A groundbreaking history of the human mind told through our experience of dreams--from the earliest accounts to current scientific findings--and their essential role in the formation of who we are and the world we have made.
What is a dream? Why do we dream? How do our bodies and minds use them? These questions are the starting point for this unprecedented study of the role and significance of this phenomenon. An investigation on a grand scale, it encompasses literature, anthropology, religion, and science, articulating the essential place dreams occupy in human culture and how they functioned as the catalyst that compelled us to transform our earthly habitat into a human world.

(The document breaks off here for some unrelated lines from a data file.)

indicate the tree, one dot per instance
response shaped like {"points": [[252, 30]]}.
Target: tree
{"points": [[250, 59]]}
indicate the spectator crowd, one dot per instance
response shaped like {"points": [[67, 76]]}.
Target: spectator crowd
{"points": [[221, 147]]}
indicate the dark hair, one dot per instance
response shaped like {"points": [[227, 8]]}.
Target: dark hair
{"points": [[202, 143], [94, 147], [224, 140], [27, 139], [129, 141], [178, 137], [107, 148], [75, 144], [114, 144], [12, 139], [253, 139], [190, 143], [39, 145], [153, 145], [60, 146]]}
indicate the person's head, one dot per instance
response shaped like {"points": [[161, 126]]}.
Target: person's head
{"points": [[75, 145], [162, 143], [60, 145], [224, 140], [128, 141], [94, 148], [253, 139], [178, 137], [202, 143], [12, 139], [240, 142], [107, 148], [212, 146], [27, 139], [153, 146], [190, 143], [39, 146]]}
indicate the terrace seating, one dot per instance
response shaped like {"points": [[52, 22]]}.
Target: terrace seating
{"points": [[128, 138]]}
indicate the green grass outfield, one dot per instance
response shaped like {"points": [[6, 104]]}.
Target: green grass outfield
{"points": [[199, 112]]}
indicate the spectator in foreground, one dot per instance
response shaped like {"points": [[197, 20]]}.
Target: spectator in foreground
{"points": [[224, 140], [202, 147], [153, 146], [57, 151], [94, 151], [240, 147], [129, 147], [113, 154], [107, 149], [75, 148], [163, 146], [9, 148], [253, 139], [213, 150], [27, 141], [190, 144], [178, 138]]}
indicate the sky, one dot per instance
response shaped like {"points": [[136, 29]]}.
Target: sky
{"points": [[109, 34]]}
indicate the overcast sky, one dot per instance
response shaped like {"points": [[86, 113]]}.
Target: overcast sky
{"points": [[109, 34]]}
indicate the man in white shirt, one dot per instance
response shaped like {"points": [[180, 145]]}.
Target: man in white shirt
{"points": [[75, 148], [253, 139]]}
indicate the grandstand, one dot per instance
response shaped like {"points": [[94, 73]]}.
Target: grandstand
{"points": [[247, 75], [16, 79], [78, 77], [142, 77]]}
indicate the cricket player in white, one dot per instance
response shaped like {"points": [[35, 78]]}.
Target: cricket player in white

From the earliest cave paintings--where Sidarta Ribeiro locates a key to humankind's first dreams and how they contributed to our capacity to perceive past and future and our ability to conceive of the existence of souls and spirits--to today's cutting-edge scientific research, Ribeiro arrives at revolutionary conclusions about the role of dreams in human existence and evolution. He explores the advances that contemporary neuroscience, biochemistry, and psychology have made into the connections between sleep, dreams, and learning. He explains what dreams have taught us about the neural basis of memory and the transformation of memory in recall. And he makes clear that the earliest insight into dreams as oracular has been elucidated by contemporary research.
Accessible, authoritative, and fascinating, The Oracle of Night
gives us a wholly new way to understand this most basic of human experiences.